Que les usines Nike se recouvrent de panneaux solaires ne change en rien le fait qu’elles exploitent des milliers de travailleurs et qu’elles utilisent massivement des « ressources naturelles » de manière insoutenable, afin de produire des vêtements hors de prix (vendus dans des centres commerciaux qui, même recouverts de panneaux solaires, demeurent de très bons exemples du caractère anti-écologique et inégalitaire de l’ensemble de la civilisation industrielle). Que les usines où sont fabriqués les iPhones d’Apple se recouvrent de panneaux solaires ne change en rien le fait qu’elles exploitent des milliers de travailleurs, qu’elles utilisent massivement des « ressources naturelles » (dont les extractions détruisent le monde naturel et nécessitent également l’exploitation de milliers de travailleurs dont des enfants, comme au Congo où sont extraits, entre autres, le cobalt et le coltan) de manière insoutenable. Que vous rouliez dans une voiture électrique avec batterie au lithium, et donc très certainement au cobalt, ne change en rien le fait que votre voiture a dû être fabriquée dans une usine, qui utilise massivement des « ressources naturelles » de manière insoutenable, qui exploite un certain nombre de travailleurs, et relève d’un modèle de société inégalitaire et insoutenable. Que la toiture d’une usine de camions Ford (comme de celle Wayne, dans le Michigan, aux USA) se recouvre de panneaux solaires ne change pas le fait que cette usine produit des camions (et tout écologiste qui se respecte devrait savoir que les camions sont tout sauf essentiels à la santé des écosystèmes), en exploitant travailleurs et matières premières (de manière insoutenable dans les deux cas). Que six usines de Renault ou que l’usine espagnole de General Motors, à Saragosse se recouvrent de panneaux solaires ne change en rien le fait que Renault et General Motors participent, avec Ford, du secteur particulièrement nuisible qu’est l’industrie automobile.
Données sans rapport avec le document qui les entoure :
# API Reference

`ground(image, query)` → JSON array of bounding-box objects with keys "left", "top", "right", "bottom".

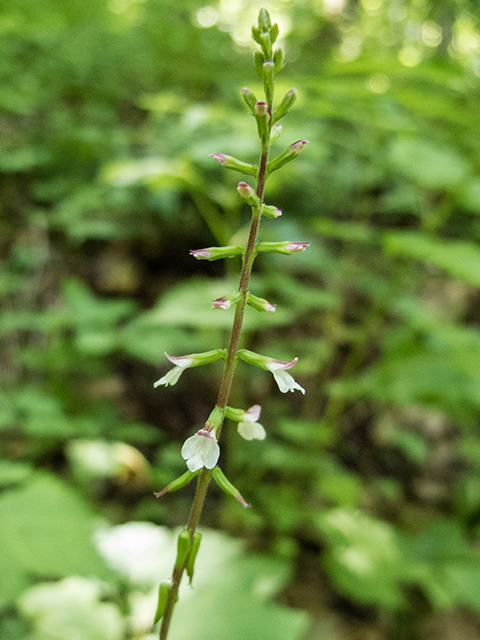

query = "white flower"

[
  {"left": 237, "top": 405, "right": 266, "bottom": 441},
  {"left": 265, "top": 358, "right": 305, "bottom": 394},
  {"left": 153, "top": 353, "right": 193, "bottom": 388},
  {"left": 181, "top": 429, "right": 220, "bottom": 472}
]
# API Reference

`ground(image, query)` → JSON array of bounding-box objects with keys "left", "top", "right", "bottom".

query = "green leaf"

[
  {"left": 388, "top": 137, "right": 470, "bottom": 189},
  {"left": 170, "top": 529, "right": 308, "bottom": 640},
  {"left": 18, "top": 576, "right": 125, "bottom": 640},
  {"left": 385, "top": 231, "right": 480, "bottom": 287},
  {"left": 318, "top": 507, "right": 406, "bottom": 609},
  {"left": 400, "top": 520, "right": 480, "bottom": 613},
  {"left": 0, "top": 474, "right": 110, "bottom": 605}
]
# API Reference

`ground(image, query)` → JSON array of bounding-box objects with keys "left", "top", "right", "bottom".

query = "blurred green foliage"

[{"left": 3, "top": 0, "right": 480, "bottom": 638}]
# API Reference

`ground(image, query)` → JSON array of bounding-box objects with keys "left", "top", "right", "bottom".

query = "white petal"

[
  {"left": 181, "top": 435, "right": 199, "bottom": 459},
  {"left": 186, "top": 454, "right": 204, "bottom": 472},
  {"left": 244, "top": 404, "right": 262, "bottom": 422},
  {"left": 273, "top": 370, "right": 305, "bottom": 394},
  {"left": 154, "top": 366, "right": 184, "bottom": 388},
  {"left": 202, "top": 439, "right": 220, "bottom": 468},
  {"left": 181, "top": 432, "right": 220, "bottom": 471},
  {"left": 238, "top": 421, "right": 266, "bottom": 441}
]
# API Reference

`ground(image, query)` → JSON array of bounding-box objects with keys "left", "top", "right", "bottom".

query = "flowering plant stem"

[
  {"left": 158, "top": 139, "right": 269, "bottom": 640},
  {"left": 156, "top": 9, "right": 308, "bottom": 638}
]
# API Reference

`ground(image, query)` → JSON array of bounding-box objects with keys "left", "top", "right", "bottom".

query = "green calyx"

[
  {"left": 154, "top": 469, "right": 197, "bottom": 498},
  {"left": 154, "top": 583, "right": 172, "bottom": 623},
  {"left": 186, "top": 532, "right": 202, "bottom": 585},
  {"left": 213, "top": 467, "right": 251, "bottom": 508},
  {"left": 174, "top": 529, "right": 192, "bottom": 570}
]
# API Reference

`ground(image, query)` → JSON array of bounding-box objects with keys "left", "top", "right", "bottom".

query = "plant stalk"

[{"left": 158, "top": 142, "right": 270, "bottom": 640}]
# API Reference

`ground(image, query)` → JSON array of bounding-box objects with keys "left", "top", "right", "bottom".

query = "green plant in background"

[{"left": 152, "top": 9, "right": 308, "bottom": 638}]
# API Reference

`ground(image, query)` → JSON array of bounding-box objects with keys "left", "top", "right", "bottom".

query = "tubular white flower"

[
  {"left": 237, "top": 404, "right": 266, "bottom": 441},
  {"left": 153, "top": 354, "right": 193, "bottom": 388},
  {"left": 265, "top": 358, "right": 306, "bottom": 394},
  {"left": 181, "top": 429, "right": 220, "bottom": 472}
]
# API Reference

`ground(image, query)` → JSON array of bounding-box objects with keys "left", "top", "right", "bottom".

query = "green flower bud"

[
  {"left": 190, "top": 245, "right": 244, "bottom": 261},
  {"left": 255, "top": 241, "right": 309, "bottom": 255},
  {"left": 186, "top": 532, "right": 202, "bottom": 585},
  {"left": 255, "top": 101, "right": 269, "bottom": 144},
  {"left": 210, "top": 153, "right": 257, "bottom": 176},
  {"left": 251, "top": 25, "right": 262, "bottom": 45},
  {"left": 174, "top": 529, "right": 192, "bottom": 570},
  {"left": 237, "top": 182, "right": 261, "bottom": 207},
  {"left": 270, "top": 124, "right": 282, "bottom": 143},
  {"left": 154, "top": 583, "right": 171, "bottom": 623},
  {"left": 254, "top": 50, "right": 265, "bottom": 78},
  {"left": 267, "top": 140, "right": 308, "bottom": 173},
  {"left": 263, "top": 61, "right": 275, "bottom": 105},
  {"left": 274, "top": 48, "right": 285, "bottom": 76},
  {"left": 272, "top": 89, "right": 298, "bottom": 124},
  {"left": 212, "top": 467, "right": 251, "bottom": 508},
  {"left": 240, "top": 87, "right": 258, "bottom": 114},
  {"left": 261, "top": 203, "right": 282, "bottom": 218},
  {"left": 258, "top": 7, "right": 272, "bottom": 32},
  {"left": 247, "top": 292, "right": 276, "bottom": 312},
  {"left": 270, "top": 22, "right": 279, "bottom": 43}
]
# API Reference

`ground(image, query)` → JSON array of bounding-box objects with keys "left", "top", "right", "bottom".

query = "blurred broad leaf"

[
  {"left": 0, "top": 474, "right": 110, "bottom": 606},
  {"left": 385, "top": 231, "right": 480, "bottom": 287},
  {"left": 318, "top": 507, "right": 406, "bottom": 609},
  {"left": 18, "top": 576, "right": 125, "bottom": 640},
  {"left": 388, "top": 137, "right": 470, "bottom": 189}
]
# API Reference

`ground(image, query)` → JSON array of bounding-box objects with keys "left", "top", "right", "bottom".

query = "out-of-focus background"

[{"left": 2, "top": 0, "right": 480, "bottom": 638}]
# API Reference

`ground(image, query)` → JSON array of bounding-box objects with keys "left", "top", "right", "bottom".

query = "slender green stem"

[{"left": 158, "top": 141, "right": 270, "bottom": 640}]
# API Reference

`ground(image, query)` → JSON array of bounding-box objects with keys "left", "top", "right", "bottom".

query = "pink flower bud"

[
  {"left": 210, "top": 153, "right": 228, "bottom": 165},
  {"left": 190, "top": 248, "right": 211, "bottom": 259},
  {"left": 286, "top": 242, "right": 309, "bottom": 253},
  {"left": 291, "top": 140, "right": 309, "bottom": 154},
  {"left": 255, "top": 101, "right": 268, "bottom": 116},
  {"left": 212, "top": 296, "right": 230, "bottom": 310},
  {"left": 237, "top": 181, "right": 255, "bottom": 199}
]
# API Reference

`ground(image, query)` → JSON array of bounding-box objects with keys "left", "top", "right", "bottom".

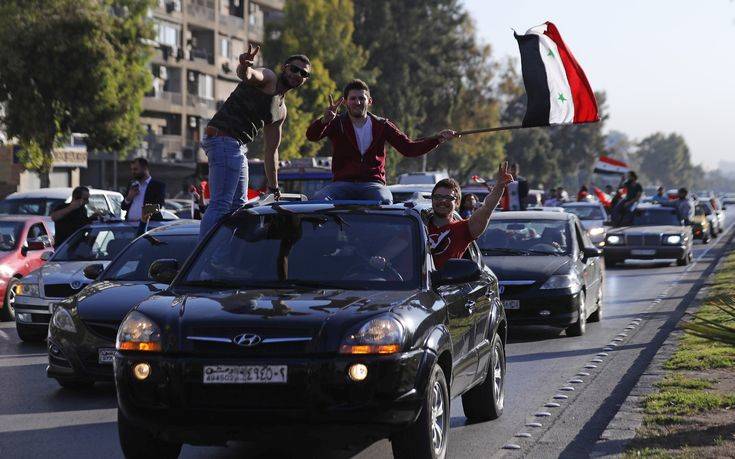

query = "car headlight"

[
  {"left": 606, "top": 235, "right": 623, "bottom": 245},
  {"left": 540, "top": 274, "right": 582, "bottom": 292},
  {"left": 51, "top": 307, "right": 77, "bottom": 333},
  {"left": 588, "top": 227, "right": 605, "bottom": 237},
  {"left": 339, "top": 316, "right": 404, "bottom": 355},
  {"left": 116, "top": 311, "right": 162, "bottom": 352},
  {"left": 15, "top": 282, "right": 40, "bottom": 297},
  {"left": 664, "top": 234, "right": 683, "bottom": 245}
]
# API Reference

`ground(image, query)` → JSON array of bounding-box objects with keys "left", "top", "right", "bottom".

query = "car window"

[
  {"left": 106, "top": 194, "right": 123, "bottom": 217},
  {"left": 563, "top": 205, "right": 605, "bottom": 220},
  {"left": 476, "top": 219, "right": 571, "bottom": 255},
  {"left": 27, "top": 223, "right": 49, "bottom": 241},
  {"left": 182, "top": 213, "right": 421, "bottom": 290},
  {"left": 0, "top": 198, "right": 65, "bottom": 216},
  {"left": 631, "top": 209, "right": 680, "bottom": 226},
  {"left": 0, "top": 222, "right": 23, "bottom": 251},
  {"left": 88, "top": 194, "right": 110, "bottom": 215},
  {"left": 52, "top": 226, "right": 137, "bottom": 261},
  {"left": 104, "top": 234, "right": 197, "bottom": 281}
]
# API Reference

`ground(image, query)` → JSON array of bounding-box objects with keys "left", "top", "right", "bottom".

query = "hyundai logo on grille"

[{"left": 233, "top": 333, "right": 262, "bottom": 347}]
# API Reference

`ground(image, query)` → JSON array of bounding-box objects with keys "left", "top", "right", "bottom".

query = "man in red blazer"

[{"left": 306, "top": 79, "right": 457, "bottom": 202}]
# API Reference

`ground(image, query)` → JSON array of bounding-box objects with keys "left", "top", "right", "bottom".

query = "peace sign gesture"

[
  {"left": 323, "top": 94, "right": 344, "bottom": 123},
  {"left": 494, "top": 161, "right": 514, "bottom": 188},
  {"left": 239, "top": 43, "right": 260, "bottom": 68}
]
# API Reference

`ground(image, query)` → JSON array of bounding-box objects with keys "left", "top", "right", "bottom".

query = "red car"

[{"left": 0, "top": 215, "right": 55, "bottom": 321}]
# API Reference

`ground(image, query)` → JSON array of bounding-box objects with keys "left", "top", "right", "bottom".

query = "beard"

[{"left": 279, "top": 72, "right": 300, "bottom": 90}]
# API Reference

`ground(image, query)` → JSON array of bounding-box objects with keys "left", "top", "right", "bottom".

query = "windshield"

[
  {"left": 0, "top": 198, "right": 64, "bottom": 216},
  {"left": 563, "top": 205, "right": 605, "bottom": 220},
  {"left": 631, "top": 209, "right": 681, "bottom": 226},
  {"left": 182, "top": 212, "right": 420, "bottom": 290},
  {"left": 0, "top": 222, "right": 23, "bottom": 251},
  {"left": 52, "top": 226, "right": 137, "bottom": 262},
  {"left": 695, "top": 204, "right": 711, "bottom": 216},
  {"left": 476, "top": 219, "right": 571, "bottom": 255},
  {"left": 103, "top": 234, "right": 197, "bottom": 281}
]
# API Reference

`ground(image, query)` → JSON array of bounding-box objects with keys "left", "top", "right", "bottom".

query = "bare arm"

[
  {"left": 263, "top": 109, "right": 286, "bottom": 191},
  {"left": 468, "top": 162, "right": 514, "bottom": 239}
]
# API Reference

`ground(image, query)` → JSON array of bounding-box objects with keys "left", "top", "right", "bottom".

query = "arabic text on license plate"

[
  {"left": 203, "top": 365, "right": 288, "bottom": 384},
  {"left": 98, "top": 348, "right": 115, "bottom": 364},
  {"left": 503, "top": 300, "right": 520, "bottom": 310},
  {"left": 631, "top": 249, "right": 656, "bottom": 256}
]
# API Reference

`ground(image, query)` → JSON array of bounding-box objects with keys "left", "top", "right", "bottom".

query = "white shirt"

[
  {"left": 353, "top": 117, "right": 373, "bottom": 156},
  {"left": 126, "top": 176, "right": 151, "bottom": 222}
]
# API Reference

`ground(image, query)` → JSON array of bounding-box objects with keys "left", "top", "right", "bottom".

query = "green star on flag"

[
  {"left": 547, "top": 49, "right": 555, "bottom": 58},
  {"left": 558, "top": 93, "right": 567, "bottom": 103}
]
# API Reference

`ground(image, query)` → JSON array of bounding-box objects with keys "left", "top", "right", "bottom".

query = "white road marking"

[
  {"left": 0, "top": 356, "right": 47, "bottom": 368},
  {"left": 0, "top": 329, "right": 9, "bottom": 340},
  {"left": 0, "top": 408, "right": 117, "bottom": 433}
]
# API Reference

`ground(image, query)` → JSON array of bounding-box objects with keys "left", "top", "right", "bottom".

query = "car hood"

[
  {"left": 38, "top": 261, "right": 111, "bottom": 287},
  {"left": 608, "top": 225, "right": 684, "bottom": 235},
  {"left": 75, "top": 281, "right": 166, "bottom": 322},
  {"left": 482, "top": 255, "right": 571, "bottom": 281}
]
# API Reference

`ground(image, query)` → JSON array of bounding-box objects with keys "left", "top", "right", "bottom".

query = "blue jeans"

[
  {"left": 313, "top": 181, "right": 393, "bottom": 203},
  {"left": 199, "top": 135, "right": 248, "bottom": 240}
]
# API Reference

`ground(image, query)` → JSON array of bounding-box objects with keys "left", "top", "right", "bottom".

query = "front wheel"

[
  {"left": 118, "top": 409, "right": 182, "bottom": 459},
  {"left": 1, "top": 277, "right": 19, "bottom": 322},
  {"left": 391, "top": 364, "right": 449, "bottom": 459},
  {"left": 566, "top": 291, "right": 587, "bottom": 337},
  {"left": 461, "top": 333, "right": 505, "bottom": 422},
  {"left": 677, "top": 252, "right": 692, "bottom": 266}
]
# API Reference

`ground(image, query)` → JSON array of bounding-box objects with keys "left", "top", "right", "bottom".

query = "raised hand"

[
  {"left": 495, "top": 161, "right": 514, "bottom": 187},
  {"left": 324, "top": 94, "right": 344, "bottom": 123},
  {"left": 239, "top": 43, "right": 260, "bottom": 68},
  {"left": 436, "top": 129, "right": 459, "bottom": 144}
]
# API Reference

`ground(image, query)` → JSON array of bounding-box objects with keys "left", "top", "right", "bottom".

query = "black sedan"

[
  {"left": 113, "top": 202, "right": 506, "bottom": 459},
  {"left": 47, "top": 221, "right": 200, "bottom": 389},
  {"left": 603, "top": 205, "right": 693, "bottom": 266},
  {"left": 476, "top": 211, "right": 604, "bottom": 336}
]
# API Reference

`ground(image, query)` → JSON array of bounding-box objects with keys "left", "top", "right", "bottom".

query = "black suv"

[{"left": 114, "top": 202, "right": 506, "bottom": 459}]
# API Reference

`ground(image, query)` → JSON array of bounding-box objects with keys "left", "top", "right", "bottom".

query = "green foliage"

[
  {"left": 655, "top": 374, "right": 714, "bottom": 390},
  {"left": 637, "top": 133, "right": 695, "bottom": 189},
  {"left": 643, "top": 388, "right": 735, "bottom": 416},
  {"left": 0, "top": 0, "right": 154, "bottom": 184}
]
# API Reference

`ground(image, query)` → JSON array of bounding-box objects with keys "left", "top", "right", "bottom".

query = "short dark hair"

[
  {"left": 131, "top": 157, "right": 149, "bottom": 169},
  {"left": 343, "top": 79, "right": 370, "bottom": 98},
  {"left": 432, "top": 178, "right": 461, "bottom": 202},
  {"left": 71, "top": 186, "right": 90, "bottom": 200},
  {"left": 678, "top": 187, "right": 688, "bottom": 197},
  {"left": 285, "top": 54, "right": 311, "bottom": 67},
  {"left": 628, "top": 170, "right": 638, "bottom": 180}
]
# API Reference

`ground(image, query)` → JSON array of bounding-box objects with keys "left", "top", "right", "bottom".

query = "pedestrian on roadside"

[
  {"left": 199, "top": 46, "right": 311, "bottom": 239},
  {"left": 50, "top": 186, "right": 100, "bottom": 248},
  {"left": 508, "top": 163, "right": 529, "bottom": 210},
  {"left": 459, "top": 194, "right": 478, "bottom": 219},
  {"left": 426, "top": 162, "right": 514, "bottom": 269},
  {"left": 306, "top": 79, "right": 458, "bottom": 202},
  {"left": 121, "top": 158, "right": 166, "bottom": 222}
]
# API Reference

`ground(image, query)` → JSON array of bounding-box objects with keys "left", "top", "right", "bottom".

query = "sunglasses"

[
  {"left": 287, "top": 64, "right": 310, "bottom": 79},
  {"left": 432, "top": 193, "right": 458, "bottom": 202}
]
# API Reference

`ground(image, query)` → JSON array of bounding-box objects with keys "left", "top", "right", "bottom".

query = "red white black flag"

[
  {"left": 515, "top": 22, "right": 599, "bottom": 127},
  {"left": 593, "top": 155, "right": 630, "bottom": 175}
]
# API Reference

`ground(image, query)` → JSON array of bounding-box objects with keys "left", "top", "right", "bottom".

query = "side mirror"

[
  {"left": 432, "top": 259, "right": 481, "bottom": 287},
  {"left": 40, "top": 251, "right": 53, "bottom": 261},
  {"left": 83, "top": 263, "right": 105, "bottom": 280},
  {"left": 27, "top": 240, "right": 46, "bottom": 251},
  {"left": 149, "top": 258, "right": 180, "bottom": 284},
  {"left": 583, "top": 247, "right": 602, "bottom": 258}
]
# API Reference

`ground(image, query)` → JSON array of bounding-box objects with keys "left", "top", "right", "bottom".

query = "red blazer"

[{"left": 306, "top": 113, "right": 441, "bottom": 184}]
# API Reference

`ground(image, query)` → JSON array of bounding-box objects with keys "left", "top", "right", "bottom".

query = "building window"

[
  {"left": 155, "top": 20, "right": 180, "bottom": 48},
  {"left": 248, "top": 2, "right": 262, "bottom": 27},
  {"left": 198, "top": 74, "right": 214, "bottom": 100},
  {"left": 220, "top": 37, "right": 230, "bottom": 59}
]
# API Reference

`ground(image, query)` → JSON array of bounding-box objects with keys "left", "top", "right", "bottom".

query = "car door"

[
  {"left": 462, "top": 242, "right": 495, "bottom": 384},
  {"left": 439, "top": 278, "right": 477, "bottom": 398},
  {"left": 24, "top": 222, "right": 51, "bottom": 272},
  {"left": 574, "top": 220, "right": 601, "bottom": 307}
]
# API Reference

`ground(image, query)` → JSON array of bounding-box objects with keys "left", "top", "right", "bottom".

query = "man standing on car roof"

[
  {"left": 427, "top": 162, "right": 514, "bottom": 269},
  {"left": 199, "top": 45, "right": 312, "bottom": 240},
  {"left": 306, "top": 79, "right": 458, "bottom": 202}
]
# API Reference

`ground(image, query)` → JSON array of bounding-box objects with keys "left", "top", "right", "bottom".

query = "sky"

[{"left": 462, "top": 0, "right": 735, "bottom": 170}]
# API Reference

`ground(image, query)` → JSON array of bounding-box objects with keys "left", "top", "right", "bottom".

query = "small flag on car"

[{"left": 515, "top": 22, "right": 599, "bottom": 127}]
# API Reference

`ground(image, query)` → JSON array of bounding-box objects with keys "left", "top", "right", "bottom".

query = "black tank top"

[{"left": 209, "top": 83, "right": 285, "bottom": 144}]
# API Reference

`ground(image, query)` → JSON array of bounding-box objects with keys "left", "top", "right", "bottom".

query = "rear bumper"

[
  {"left": 503, "top": 290, "right": 581, "bottom": 326},
  {"left": 115, "top": 349, "right": 432, "bottom": 444},
  {"left": 604, "top": 245, "right": 687, "bottom": 261}
]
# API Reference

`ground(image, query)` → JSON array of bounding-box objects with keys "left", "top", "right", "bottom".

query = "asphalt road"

[{"left": 0, "top": 215, "right": 732, "bottom": 459}]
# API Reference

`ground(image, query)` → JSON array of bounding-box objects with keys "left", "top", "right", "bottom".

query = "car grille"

[
  {"left": 82, "top": 320, "right": 120, "bottom": 342},
  {"left": 626, "top": 234, "right": 661, "bottom": 246},
  {"left": 185, "top": 326, "right": 315, "bottom": 356},
  {"left": 44, "top": 284, "right": 84, "bottom": 298},
  {"left": 499, "top": 281, "right": 537, "bottom": 297}
]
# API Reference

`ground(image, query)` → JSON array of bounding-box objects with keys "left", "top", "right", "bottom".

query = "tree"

[
  {"left": 0, "top": 0, "right": 154, "bottom": 186},
  {"left": 636, "top": 133, "right": 695, "bottom": 188}
]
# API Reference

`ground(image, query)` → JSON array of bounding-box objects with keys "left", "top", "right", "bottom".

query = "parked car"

[
  {"left": 603, "top": 205, "right": 694, "bottom": 267},
  {"left": 388, "top": 184, "right": 434, "bottom": 203},
  {"left": 721, "top": 193, "right": 735, "bottom": 207},
  {"left": 396, "top": 171, "right": 449, "bottom": 185},
  {"left": 477, "top": 211, "right": 603, "bottom": 336},
  {"left": 0, "top": 216, "right": 55, "bottom": 321},
  {"left": 0, "top": 188, "right": 124, "bottom": 218},
  {"left": 13, "top": 220, "right": 177, "bottom": 341},
  {"left": 690, "top": 206, "right": 712, "bottom": 244},
  {"left": 47, "top": 221, "right": 200, "bottom": 389},
  {"left": 113, "top": 201, "right": 506, "bottom": 458},
  {"left": 695, "top": 200, "right": 722, "bottom": 237},
  {"left": 561, "top": 202, "right": 609, "bottom": 247}
]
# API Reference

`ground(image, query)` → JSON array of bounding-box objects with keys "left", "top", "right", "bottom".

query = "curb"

[{"left": 590, "top": 230, "right": 735, "bottom": 458}]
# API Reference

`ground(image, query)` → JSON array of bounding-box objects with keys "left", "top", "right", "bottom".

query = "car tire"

[
  {"left": 461, "top": 333, "right": 505, "bottom": 422},
  {"left": 1, "top": 277, "right": 19, "bottom": 322},
  {"left": 57, "top": 379, "right": 95, "bottom": 391},
  {"left": 566, "top": 291, "right": 587, "bottom": 337},
  {"left": 676, "top": 252, "right": 691, "bottom": 266},
  {"left": 16, "top": 322, "right": 45, "bottom": 342},
  {"left": 604, "top": 257, "right": 617, "bottom": 268},
  {"left": 391, "top": 364, "right": 449, "bottom": 459},
  {"left": 588, "top": 289, "right": 603, "bottom": 323},
  {"left": 118, "top": 409, "right": 182, "bottom": 459}
]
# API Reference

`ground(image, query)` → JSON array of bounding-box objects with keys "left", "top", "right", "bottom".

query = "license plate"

[
  {"left": 502, "top": 300, "right": 520, "bottom": 310},
  {"left": 631, "top": 249, "right": 656, "bottom": 256},
  {"left": 97, "top": 348, "right": 115, "bottom": 364},
  {"left": 203, "top": 365, "right": 288, "bottom": 384}
]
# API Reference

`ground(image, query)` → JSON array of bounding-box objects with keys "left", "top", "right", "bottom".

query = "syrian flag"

[
  {"left": 515, "top": 22, "right": 599, "bottom": 127},
  {"left": 593, "top": 155, "right": 629, "bottom": 175}
]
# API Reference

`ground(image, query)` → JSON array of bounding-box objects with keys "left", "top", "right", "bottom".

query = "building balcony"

[
  {"left": 143, "top": 91, "right": 184, "bottom": 112},
  {"left": 253, "top": 0, "right": 285, "bottom": 11},
  {"left": 248, "top": 21, "right": 264, "bottom": 42},
  {"left": 186, "top": 0, "right": 215, "bottom": 24},
  {"left": 189, "top": 47, "right": 214, "bottom": 65},
  {"left": 219, "top": 13, "right": 245, "bottom": 33},
  {"left": 186, "top": 94, "right": 217, "bottom": 111},
  {"left": 153, "top": 46, "right": 185, "bottom": 64}
]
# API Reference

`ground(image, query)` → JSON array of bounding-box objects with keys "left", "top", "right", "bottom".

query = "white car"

[
  {"left": 388, "top": 184, "right": 434, "bottom": 203},
  {"left": 396, "top": 171, "right": 449, "bottom": 185},
  {"left": 562, "top": 201, "right": 609, "bottom": 247},
  {"left": 0, "top": 188, "right": 125, "bottom": 219}
]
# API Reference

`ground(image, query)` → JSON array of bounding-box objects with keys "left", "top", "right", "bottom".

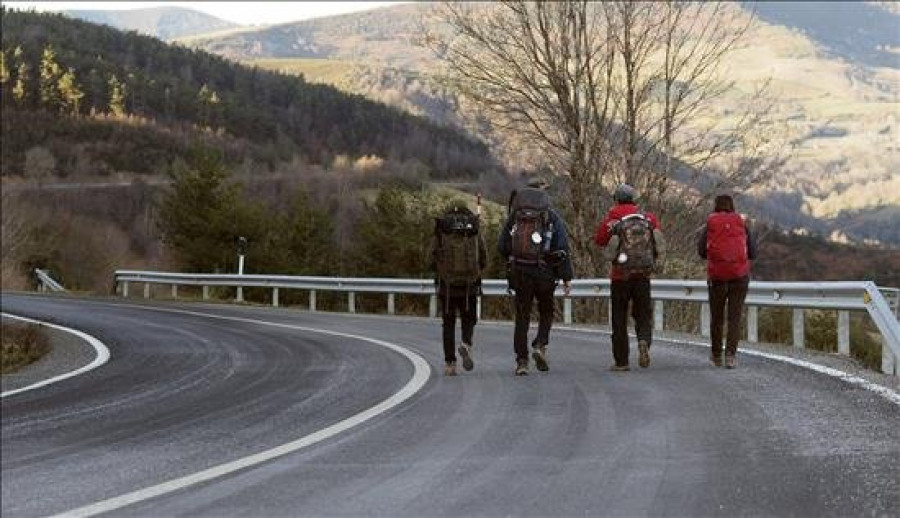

L’industrie automobile n’est d’ailleurs pas la seule à surexploiter des ressources renouvelables et non-renouvelables. Aucune industrie n’est écologiquement soutenable (nous pourrions examiner le cas de l’industrie de la pêche, de l’industrie des cosmétiques, de l’industrie des jeux vidéo, de l’industrie informatique, mais je pense que vous saisissez). Toute industrie basé sur la surexploitation de ressources non-renouvelables (ou, d’ailleurs, sur la surexploitation de ressources renouvelables) est insoutenable par définition. Toutes les industries étant basées sur la surexploitation de ressources non-renouvelables (et, d’ailleurs, sur la surexploitation de ressources renouvelables), toutes sont insoutenables.
Pour la même raison, que la constellation d’appareils électriques — produits en masse au détriment des écosystèmes et de la santé du monde naturel (auquel ils nuiront davantage une fois mis au rebut), et dont nous avons été rendus dépendants par les choix des classes dirigeantes de la civilisation industrielle d’appuyer un développement technologique irréfléchi et incessant — que nous utilisons, soit alimentée par la combustion de charbon ou par la destruction des rivières et des cours d’eau ne change fondamentalement pas grand-chose. Il faut une certaine dose d’ignorance ou de mauvaise foi pour affirmer que son alimentation en hydroélectricité (même « citoyenne ») relève de la « résistance écologique », ainsi que l’affirme Basta !.
Celui qui accorde plus d’importance à la vie des rivières et des cours d’eau qu’au rechargement d’un téléphone portable ou qu’à l’alimentation d’appareils électriques en tous genres devrait militer contre les barrages (ou, mieux encore, les dynamiter). Cela mériterait véritablement le qualificatif de « résistance écologique ».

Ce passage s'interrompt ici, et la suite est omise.